Er erklärte den chinesischen Journalisten, dass er keineswegs einer nebulösen "Großtibet-Illusion" nachhänge. Natürlich solle eine echte kulturelle Autonomie für alle Tibeter in China gelten, auch für diejenigen, die jetzt in den Nachbarprovinzen des tibetischen autonomen Gebietes leben. Man brauche die Grenzziehung zwischen den Provinzen nicht zu ändern, stattdessen könnten in diesen Provinzen autonome Bezirke eingerichtet werden. Noch drei Tagen zuvor hatte seine Heiligkeit in Bochum das Modell "Ein Land, zwei Systeme" angepriesen, wohl gemerkt: zwei politische Systeme. Schneller Sinneswandel? In der Systemfrage wird sich China keinen Kompromiss erlauben.

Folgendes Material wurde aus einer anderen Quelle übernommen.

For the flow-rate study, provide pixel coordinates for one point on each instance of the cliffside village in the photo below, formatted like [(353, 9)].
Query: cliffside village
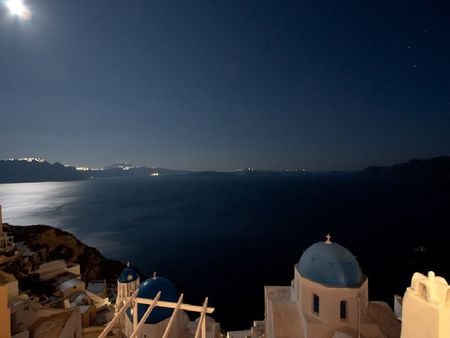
[(327, 298)]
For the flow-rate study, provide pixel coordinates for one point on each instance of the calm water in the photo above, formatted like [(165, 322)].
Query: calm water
[(227, 237)]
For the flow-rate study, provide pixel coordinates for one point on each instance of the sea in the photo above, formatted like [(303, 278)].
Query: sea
[(225, 237)]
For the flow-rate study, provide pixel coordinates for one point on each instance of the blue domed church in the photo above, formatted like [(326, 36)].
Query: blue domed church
[(328, 298), (133, 318)]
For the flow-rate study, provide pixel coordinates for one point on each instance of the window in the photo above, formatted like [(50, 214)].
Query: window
[(316, 304), (343, 310)]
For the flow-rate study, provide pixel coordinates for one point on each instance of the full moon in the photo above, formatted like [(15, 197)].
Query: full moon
[(18, 8)]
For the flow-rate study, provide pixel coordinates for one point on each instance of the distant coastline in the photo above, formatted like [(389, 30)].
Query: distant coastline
[(16, 171)]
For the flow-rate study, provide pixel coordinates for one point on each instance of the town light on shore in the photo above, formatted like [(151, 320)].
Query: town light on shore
[(17, 8)]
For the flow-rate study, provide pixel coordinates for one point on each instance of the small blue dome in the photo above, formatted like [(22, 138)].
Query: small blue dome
[(148, 290), (129, 274), (330, 264)]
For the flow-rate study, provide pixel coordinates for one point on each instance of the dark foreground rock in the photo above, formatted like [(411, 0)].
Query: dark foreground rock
[(51, 243)]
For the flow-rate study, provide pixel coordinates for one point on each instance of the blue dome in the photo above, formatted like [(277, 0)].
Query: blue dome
[(129, 274), (148, 290), (330, 264)]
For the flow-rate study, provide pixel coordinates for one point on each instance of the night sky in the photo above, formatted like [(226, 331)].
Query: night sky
[(220, 85)]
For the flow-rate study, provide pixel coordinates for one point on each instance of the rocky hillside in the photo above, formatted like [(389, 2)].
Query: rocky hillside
[(52, 243)]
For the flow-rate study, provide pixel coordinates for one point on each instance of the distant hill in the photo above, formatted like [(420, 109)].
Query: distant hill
[(124, 169), (12, 171), (436, 169)]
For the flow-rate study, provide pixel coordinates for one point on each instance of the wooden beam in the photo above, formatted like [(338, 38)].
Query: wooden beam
[(172, 305), (117, 316), (146, 314), (201, 326), (172, 318)]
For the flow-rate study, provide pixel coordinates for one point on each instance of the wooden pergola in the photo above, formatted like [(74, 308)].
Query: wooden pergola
[(134, 301)]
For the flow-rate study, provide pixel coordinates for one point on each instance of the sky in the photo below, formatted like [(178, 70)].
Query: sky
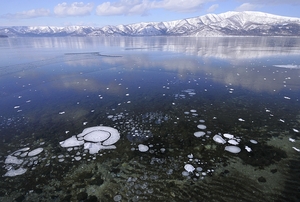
[(116, 12)]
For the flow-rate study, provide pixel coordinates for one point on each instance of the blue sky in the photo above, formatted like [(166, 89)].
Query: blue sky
[(116, 12)]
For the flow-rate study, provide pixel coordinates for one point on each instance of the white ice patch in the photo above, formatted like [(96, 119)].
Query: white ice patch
[(35, 152), (189, 167), (219, 139), (298, 150), (201, 126), (248, 149), (94, 139), (253, 141), (16, 162), (199, 134), (233, 142), (13, 160), (143, 148), (233, 149), (12, 172), (227, 135), (295, 130)]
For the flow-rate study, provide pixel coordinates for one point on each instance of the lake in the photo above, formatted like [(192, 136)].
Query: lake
[(150, 119)]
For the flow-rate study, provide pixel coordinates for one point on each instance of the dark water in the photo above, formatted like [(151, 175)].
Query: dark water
[(156, 92)]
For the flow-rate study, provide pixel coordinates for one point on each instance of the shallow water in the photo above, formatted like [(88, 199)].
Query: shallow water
[(243, 93)]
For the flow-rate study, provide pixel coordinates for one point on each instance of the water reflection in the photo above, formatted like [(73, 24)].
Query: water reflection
[(159, 93)]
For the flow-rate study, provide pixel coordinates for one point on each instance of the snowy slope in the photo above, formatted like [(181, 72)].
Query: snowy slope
[(247, 23)]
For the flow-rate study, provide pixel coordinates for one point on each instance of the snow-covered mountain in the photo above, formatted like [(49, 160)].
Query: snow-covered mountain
[(247, 23)]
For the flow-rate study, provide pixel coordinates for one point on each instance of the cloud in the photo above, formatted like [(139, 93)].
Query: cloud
[(74, 9), (272, 2), (34, 13), (212, 8), (123, 7), (247, 7), (142, 7)]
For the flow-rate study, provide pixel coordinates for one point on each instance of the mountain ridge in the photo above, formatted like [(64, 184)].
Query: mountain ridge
[(247, 23)]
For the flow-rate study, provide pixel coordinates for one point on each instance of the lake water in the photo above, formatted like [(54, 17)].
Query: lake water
[(173, 119)]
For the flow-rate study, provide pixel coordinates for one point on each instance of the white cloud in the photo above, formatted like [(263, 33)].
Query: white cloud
[(74, 9), (34, 13), (142, 7), (123, 7), (272, 2), (212, 8), (246, 7)]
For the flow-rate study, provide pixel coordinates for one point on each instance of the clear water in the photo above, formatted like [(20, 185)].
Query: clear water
[(156, 92)]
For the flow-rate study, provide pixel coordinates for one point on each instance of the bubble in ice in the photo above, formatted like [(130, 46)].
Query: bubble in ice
[(199, 134), (219, 139), (233, 142), (94, 139), (227, 135), (253, 141), (35, 152), (189, 167), (233, 149), (201, 126), (117, 198), (17, 163), (143, 148), (248, 149)]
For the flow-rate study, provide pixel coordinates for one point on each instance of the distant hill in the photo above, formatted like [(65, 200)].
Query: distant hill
[(247, 23)]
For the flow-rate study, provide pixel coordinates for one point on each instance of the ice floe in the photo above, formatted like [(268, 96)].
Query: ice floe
[(17, 163), (189, 167), (219, 139), (94, 139), (298, 150), (143, 148), (201, 126), (199, 134), (233, 149), (35, 152)]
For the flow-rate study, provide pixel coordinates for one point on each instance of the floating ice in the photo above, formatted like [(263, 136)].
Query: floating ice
[(233, 149), (94, 139), (190, 156), (199, 134), (16, 161), (292, 140), (35, 152), (71, 142), (298, 150), (233, 142), (13, 160), (248, 149), (281, 120), (189, 167), (12, 172), (227, 135), (143, 148), (295, 130), (199, 169), (201, 126), (219, 139)]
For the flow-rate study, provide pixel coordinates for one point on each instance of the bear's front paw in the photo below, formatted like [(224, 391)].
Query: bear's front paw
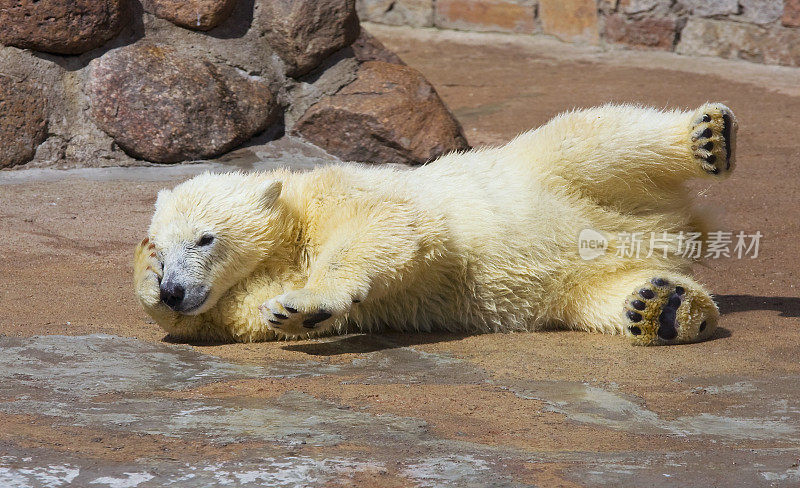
[(298, 313), (669, 311), (147, 273)]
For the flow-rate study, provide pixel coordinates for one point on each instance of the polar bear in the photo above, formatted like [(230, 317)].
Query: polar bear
[(480, 241)]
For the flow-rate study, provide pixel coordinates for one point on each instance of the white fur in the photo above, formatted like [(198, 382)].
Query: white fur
[(482, 241)]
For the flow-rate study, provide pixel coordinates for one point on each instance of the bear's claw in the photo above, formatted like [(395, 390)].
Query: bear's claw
[(713, 138), (290, 320), (664, 312)]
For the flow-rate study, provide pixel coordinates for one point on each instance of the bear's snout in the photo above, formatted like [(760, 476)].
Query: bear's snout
[(172, 294)]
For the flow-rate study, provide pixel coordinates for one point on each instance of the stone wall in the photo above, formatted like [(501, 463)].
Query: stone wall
[(764, 31), (119, 82)]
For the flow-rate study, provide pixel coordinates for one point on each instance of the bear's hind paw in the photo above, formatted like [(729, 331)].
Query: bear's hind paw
[(663, 311), (713, 138)]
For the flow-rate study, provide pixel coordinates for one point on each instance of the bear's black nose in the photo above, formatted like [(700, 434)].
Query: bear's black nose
[(172, 294)]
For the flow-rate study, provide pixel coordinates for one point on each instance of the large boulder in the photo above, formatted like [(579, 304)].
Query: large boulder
[(197, 14), (61, 26), (23, 121), (305, 32), (389, 114), (165, 106)]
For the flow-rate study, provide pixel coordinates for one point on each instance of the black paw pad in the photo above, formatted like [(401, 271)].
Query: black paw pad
[(726, 134), (667, 321)]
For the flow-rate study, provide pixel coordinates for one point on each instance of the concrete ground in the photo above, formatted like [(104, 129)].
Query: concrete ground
[(91, 395)]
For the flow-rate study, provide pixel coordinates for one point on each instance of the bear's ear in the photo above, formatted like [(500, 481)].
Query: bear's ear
[(162, 195), (270, 191)]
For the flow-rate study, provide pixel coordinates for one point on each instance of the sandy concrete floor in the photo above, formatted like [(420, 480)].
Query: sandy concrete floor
[(90, 395)]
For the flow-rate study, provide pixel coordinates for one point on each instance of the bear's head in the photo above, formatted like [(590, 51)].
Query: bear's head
[(210, 232)]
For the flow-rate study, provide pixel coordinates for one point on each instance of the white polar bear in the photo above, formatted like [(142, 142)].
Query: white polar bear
[(482, 241)]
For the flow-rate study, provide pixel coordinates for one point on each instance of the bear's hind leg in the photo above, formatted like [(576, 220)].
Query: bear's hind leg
[(629, 157), (651, 307)]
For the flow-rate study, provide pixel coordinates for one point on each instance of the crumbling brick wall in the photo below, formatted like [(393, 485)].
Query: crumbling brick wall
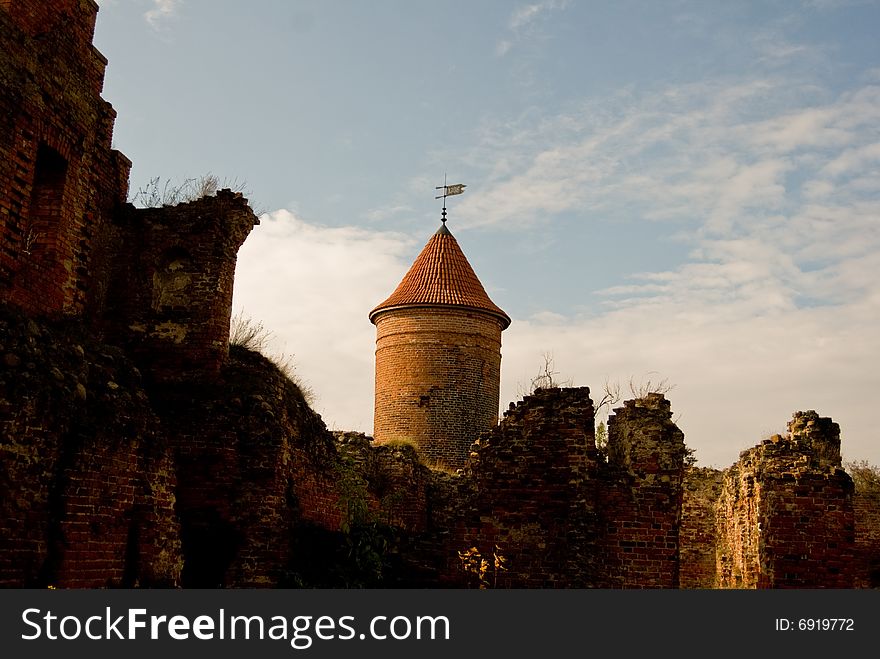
[(86, 480), (866, 509), (786, 515), (642, 494), (60, 180), (170, 300), (698, 537)]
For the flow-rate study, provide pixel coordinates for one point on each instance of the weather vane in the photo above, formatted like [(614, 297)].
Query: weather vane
[(448, 191)]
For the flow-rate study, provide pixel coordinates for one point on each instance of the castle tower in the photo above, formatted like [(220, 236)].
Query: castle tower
[(438, 355)]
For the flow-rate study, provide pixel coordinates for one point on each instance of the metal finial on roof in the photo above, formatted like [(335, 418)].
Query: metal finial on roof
[(448, 191)]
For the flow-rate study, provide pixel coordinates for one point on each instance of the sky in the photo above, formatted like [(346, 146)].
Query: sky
[(672, 191)]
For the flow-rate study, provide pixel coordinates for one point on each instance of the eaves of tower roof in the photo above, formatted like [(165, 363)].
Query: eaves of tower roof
[(441, 276)]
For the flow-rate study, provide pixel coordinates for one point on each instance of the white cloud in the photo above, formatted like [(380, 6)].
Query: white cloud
[(522, 22), (773, 184), (161, 11), (313, 286)]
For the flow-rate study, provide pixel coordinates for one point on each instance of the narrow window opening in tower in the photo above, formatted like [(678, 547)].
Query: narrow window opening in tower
[(47, 195)]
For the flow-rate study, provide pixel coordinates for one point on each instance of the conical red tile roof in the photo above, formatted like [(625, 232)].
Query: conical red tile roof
[(441, 276)]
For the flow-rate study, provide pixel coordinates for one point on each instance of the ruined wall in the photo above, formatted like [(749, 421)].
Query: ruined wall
[(60, 180), (169, 299), (641, 498), (698, 536), (240, 444), (86, 480), (786, 512), (536, 492), (866, 509), (437, 379)]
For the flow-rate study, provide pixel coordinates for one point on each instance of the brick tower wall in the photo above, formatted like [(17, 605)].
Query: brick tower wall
[(437, 379)]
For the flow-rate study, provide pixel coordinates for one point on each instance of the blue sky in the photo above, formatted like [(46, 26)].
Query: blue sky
[(676, 190)]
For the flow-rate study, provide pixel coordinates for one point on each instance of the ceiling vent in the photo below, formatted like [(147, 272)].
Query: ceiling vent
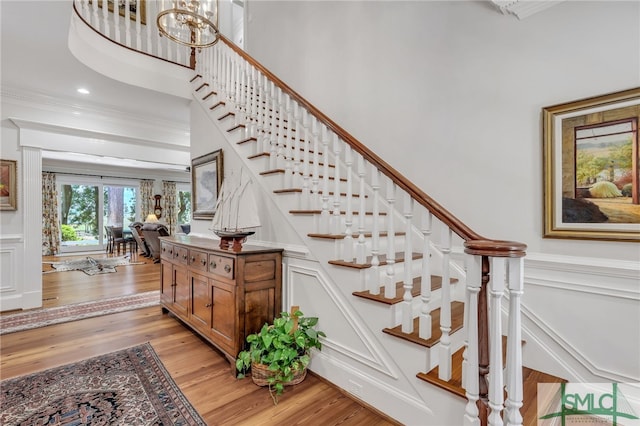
[(523, 8)]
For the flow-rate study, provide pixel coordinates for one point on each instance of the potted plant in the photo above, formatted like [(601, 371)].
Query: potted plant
[(279, 354)]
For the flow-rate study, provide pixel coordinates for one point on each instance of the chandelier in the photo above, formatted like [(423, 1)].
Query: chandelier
[(189, 23)]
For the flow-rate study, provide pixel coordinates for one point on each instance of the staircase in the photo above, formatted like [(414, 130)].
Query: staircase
[(372, 227)]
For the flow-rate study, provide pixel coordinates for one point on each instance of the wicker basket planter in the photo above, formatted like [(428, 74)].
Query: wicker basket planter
[(285, 346), (260, 375)]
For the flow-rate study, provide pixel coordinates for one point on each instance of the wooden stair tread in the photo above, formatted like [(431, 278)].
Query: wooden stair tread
[(318, 211), (457, 317), (530, 380), (293, 190), (382, 259), (354, 235), (436, 283)]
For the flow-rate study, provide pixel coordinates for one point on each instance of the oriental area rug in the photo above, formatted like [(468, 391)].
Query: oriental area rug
[(90, 265), (36, 318), (127, 387)]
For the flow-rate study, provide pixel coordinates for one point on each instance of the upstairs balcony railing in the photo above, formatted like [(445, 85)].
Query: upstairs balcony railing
[(326, 164), (134, 26)]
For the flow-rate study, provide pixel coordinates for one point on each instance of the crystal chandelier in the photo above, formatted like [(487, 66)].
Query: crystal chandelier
[(189, 23)]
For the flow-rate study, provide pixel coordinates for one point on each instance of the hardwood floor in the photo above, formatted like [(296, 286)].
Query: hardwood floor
[(198, 369)]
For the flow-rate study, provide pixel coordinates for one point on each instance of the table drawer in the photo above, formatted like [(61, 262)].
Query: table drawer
[(166, 251), (222, 266), (198, 260)]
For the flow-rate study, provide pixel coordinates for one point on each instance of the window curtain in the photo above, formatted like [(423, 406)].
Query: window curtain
[(170, 212), (146, 195), (50, 222)]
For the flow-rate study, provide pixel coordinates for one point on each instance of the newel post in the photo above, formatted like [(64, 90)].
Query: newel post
[(486, 250)]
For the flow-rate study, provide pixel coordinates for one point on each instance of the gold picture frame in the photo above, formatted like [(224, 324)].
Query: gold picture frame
[(206, 179), (133, 6), (8, 185), (591, 168)]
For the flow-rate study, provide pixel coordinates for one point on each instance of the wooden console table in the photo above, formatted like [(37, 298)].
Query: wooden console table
[(220, 294)]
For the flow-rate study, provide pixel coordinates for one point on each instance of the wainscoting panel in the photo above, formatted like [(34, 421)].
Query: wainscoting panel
[(11, 249), (582, 318)]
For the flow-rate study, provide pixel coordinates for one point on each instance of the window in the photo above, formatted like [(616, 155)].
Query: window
[(183, 201), (87, 204)]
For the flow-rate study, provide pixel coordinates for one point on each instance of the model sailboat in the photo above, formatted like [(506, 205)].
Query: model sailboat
[(236, 213)]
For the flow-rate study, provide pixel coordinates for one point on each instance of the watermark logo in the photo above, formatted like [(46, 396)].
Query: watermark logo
[(615, 404)]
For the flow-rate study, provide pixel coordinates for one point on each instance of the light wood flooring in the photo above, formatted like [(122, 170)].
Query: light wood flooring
[(198, 369)]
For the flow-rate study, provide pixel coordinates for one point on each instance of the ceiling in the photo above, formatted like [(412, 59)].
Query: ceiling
[(35, 59)]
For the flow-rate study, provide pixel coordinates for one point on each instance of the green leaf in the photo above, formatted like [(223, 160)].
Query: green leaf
[(266, 340)]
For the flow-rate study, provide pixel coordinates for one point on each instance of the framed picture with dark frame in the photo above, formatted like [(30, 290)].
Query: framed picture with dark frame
[(133, 8), (8, 185), (206, 179), (591, 163)]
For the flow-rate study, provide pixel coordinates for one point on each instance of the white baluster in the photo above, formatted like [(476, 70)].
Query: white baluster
[(105, 19), (297, 149), (278, 114), (95, 19), (361, 251), (424, 330), (150, 23), (496, 290), (390, 278), (305, 197), (138, 29), (116, 21), (444, 370), (407, 297), (315, 179), (347, 243), (288, 167), (270, 108), (325, 215), (373, 279), (514, 346), (335, 218), (470, 371)]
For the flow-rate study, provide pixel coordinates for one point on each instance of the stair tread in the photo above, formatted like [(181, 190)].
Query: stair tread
[(457, 316), (293, 190), (530, 380), (354, 235), (436, 283), (318, 211), (382, 259)]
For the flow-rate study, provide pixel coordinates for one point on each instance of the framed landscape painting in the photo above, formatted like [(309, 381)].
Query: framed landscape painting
[(206, 179), (591, 178), (8, 185)]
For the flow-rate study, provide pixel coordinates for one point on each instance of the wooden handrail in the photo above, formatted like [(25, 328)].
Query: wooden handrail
[(502, 248), (192, 59)]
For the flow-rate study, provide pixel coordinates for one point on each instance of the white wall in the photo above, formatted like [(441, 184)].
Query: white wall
[(460, 87)]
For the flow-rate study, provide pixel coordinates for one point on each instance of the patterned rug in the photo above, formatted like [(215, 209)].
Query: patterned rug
[(128, 387), (36, 318), (91, 266)]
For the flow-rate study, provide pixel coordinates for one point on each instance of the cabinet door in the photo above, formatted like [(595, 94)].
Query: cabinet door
[(200, 302), (181, 300), (166, 284), (223, 319)]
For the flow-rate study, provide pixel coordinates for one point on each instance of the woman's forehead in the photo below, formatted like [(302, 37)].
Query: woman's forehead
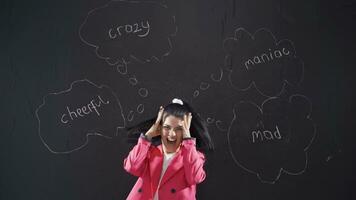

Die Ängste um den Anfang vom Ende der territorialen Integrität sind groß. Die Bilder der zusammengebrochenen Sowjetunion und des zerstückelten Jugoslawiens sind stets gegenwärtig.
Chinesische Journalisten diskutieren mit dem obersten Tibeter
Der Dalai Lama wird gegenüber den Chinesen noch einige Überzeugungsarbeit leisten müssen. Die anwesenden Journalisten befürworteten seine Politik des "mittleren Weges". Man glaubte ihm, dass er nie mit dem Gedanken gespielt habe, alle Chinesen aus dem historisch von Tibetern besiedelten Gebiet zu vertreiben. Und dass seine Autonomie-Vorstellung für Tibet einschließt, der Zentralregierung die Zuständigkeit für Militär und Außenpolitik zu überlassen. Aber beim Blick auf die Verfassung der tibetischen Exilregierung war man schnell wieder ernüchtert. Darin wurde eindeutig die Eigenstaatlichkeit gefordert.
Die Tibet-Expertin und Politologin Stephanie Römer bezeichnet den Dalai Lama als Kristallisationsfigur, eine Person mit vielen Facetten. Ohne sein Wort gelte nichts in der Welt der Exil-Tibeter. Aber er sei zugleich auch ein Getriebener. "Die Politik kann er nicht allein machen." Doch solange seine Autorität als Exekutive und Legislative in einer Person (Charta der Tibeter im Exil) und seine moralische Kraft als Nobelpreisträger für Frieden weltweit anerkannt sind, gilt er als Gallionsfigur für alle kämpfenden Tibeter. Für Peking kann es keine ernsthafte Alternative zu Gesprächen mit ihm geben.
Ernst und zuversichtlich
Bei dem Treffen mit den chinesischen Journalisten wirkte der Dalai Lama ungleich ernster als bei seinen Fernseh-Auftritten, berichtete eine Teilnehmerin. Bei aller Ernsthaftigkeit war seine Zuversicht für die 7. Gesprächsrunde unverkennbar. Er sagte, dass er auf Chinas Staatspräsident Hu Jintao setze, da dieser den Dialog ernst nehme. Diesmal seien die Gespräche in aller Öffentlichkeit angekündigt worden, anders als früher. Der Erfolgsdruck sei damit gewachsen.